Researchers at the National Graphene Institute and School of Chemical Engineering and Analytical Science at The University of Manchester have developed an ultra-thin membrane using graphene-oxide sheets, that were assembled in a way that they were able to completely remove various organic dyes, dissolved in methanol, which were as small as a nanometre. This is exciting as GO membranes were once thought to be permeable only to aqueous solutions, but the researchers developed a new form of graphene oxide membrane that can filter organic solvents.
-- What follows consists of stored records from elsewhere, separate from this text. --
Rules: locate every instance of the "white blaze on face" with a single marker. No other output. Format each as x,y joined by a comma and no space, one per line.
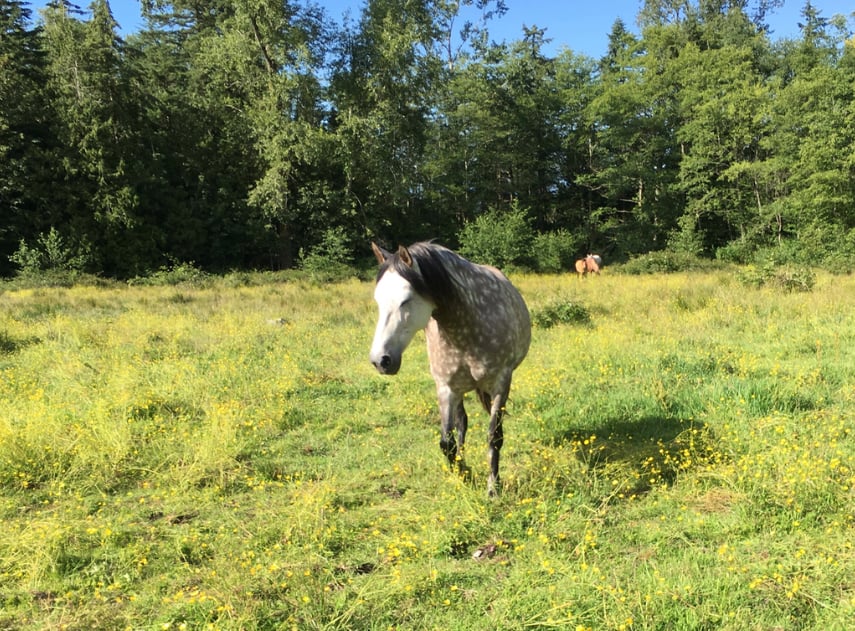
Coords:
402,312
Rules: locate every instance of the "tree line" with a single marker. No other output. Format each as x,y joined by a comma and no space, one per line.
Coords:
238,134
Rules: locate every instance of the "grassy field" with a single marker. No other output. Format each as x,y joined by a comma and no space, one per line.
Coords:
223,456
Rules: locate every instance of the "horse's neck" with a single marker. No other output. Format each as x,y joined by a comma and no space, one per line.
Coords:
460,314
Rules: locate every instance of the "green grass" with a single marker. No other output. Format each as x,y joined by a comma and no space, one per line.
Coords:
223,456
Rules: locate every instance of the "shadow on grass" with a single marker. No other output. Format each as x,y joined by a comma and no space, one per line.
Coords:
10,344
636,456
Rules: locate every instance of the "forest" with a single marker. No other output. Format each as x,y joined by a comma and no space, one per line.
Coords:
260,134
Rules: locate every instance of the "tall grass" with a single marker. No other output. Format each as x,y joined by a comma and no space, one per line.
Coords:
223,456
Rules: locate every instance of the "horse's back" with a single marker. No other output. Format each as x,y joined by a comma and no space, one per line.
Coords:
487,337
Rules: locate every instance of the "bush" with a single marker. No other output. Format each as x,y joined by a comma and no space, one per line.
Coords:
51,253
176,274
330,260
554,252
503,239
787,278
561,311
664,261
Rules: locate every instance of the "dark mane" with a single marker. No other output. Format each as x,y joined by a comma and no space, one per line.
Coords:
432,279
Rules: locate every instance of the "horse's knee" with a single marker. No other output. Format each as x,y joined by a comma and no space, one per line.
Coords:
449,448
497,438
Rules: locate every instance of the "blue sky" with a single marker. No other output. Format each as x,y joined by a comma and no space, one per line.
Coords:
581,25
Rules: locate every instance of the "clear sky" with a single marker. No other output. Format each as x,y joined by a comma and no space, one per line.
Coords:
581,25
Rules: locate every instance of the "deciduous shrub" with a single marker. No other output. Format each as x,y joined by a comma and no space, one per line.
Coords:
560,311
500,238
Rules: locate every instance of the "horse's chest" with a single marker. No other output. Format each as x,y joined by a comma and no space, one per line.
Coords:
463,358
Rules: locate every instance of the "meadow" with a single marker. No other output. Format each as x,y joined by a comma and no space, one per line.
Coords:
221,455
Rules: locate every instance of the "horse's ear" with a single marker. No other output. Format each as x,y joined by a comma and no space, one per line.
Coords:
404,253
380,253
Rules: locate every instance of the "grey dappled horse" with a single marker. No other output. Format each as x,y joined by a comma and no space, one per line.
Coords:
477,327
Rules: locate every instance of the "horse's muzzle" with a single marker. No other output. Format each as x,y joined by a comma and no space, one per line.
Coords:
386,364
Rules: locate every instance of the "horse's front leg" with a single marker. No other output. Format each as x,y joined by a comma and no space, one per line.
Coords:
453,417
496,437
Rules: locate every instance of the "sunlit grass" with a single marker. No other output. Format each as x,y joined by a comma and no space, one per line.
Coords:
225,457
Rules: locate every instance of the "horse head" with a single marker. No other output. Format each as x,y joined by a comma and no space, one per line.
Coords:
403,310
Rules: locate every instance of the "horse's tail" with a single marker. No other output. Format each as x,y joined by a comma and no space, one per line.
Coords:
485,399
In the newly developed ultrathin membranes, graphene-oxide sheets are assembled in such a way that pinholes formed during the assembly are interconnected by graphene nanochannels, which produces an atomic-scale sieve allowing the large flow of solvents through the membrane. When used to filter Cognac and whisky, the membrane permitted alcohol to pass through but trapped the larger molecules that gives the whisky its color. Professor Nair, which led the group, said that "the clear whisky smells similar to the original whisky but we are not allowed to drink it in the lab, however it was a funny Friday night experiment!”
The newly developed membranes not only filter out small molecules but it boosts the filtration efficiency by increasing the solvent flow rate. The scientists added: “the developed membranes are not only useful for filtering alcohol, but the precise sieve size and high flux open new opportunity to separate molecules from different organic solvents for chemical and pharmaceutical industries. This development is particularly important because most of the existing polymer-based membranes are unstable in organic solvents whereas the developed graphene-oxide membrane is highly stable”.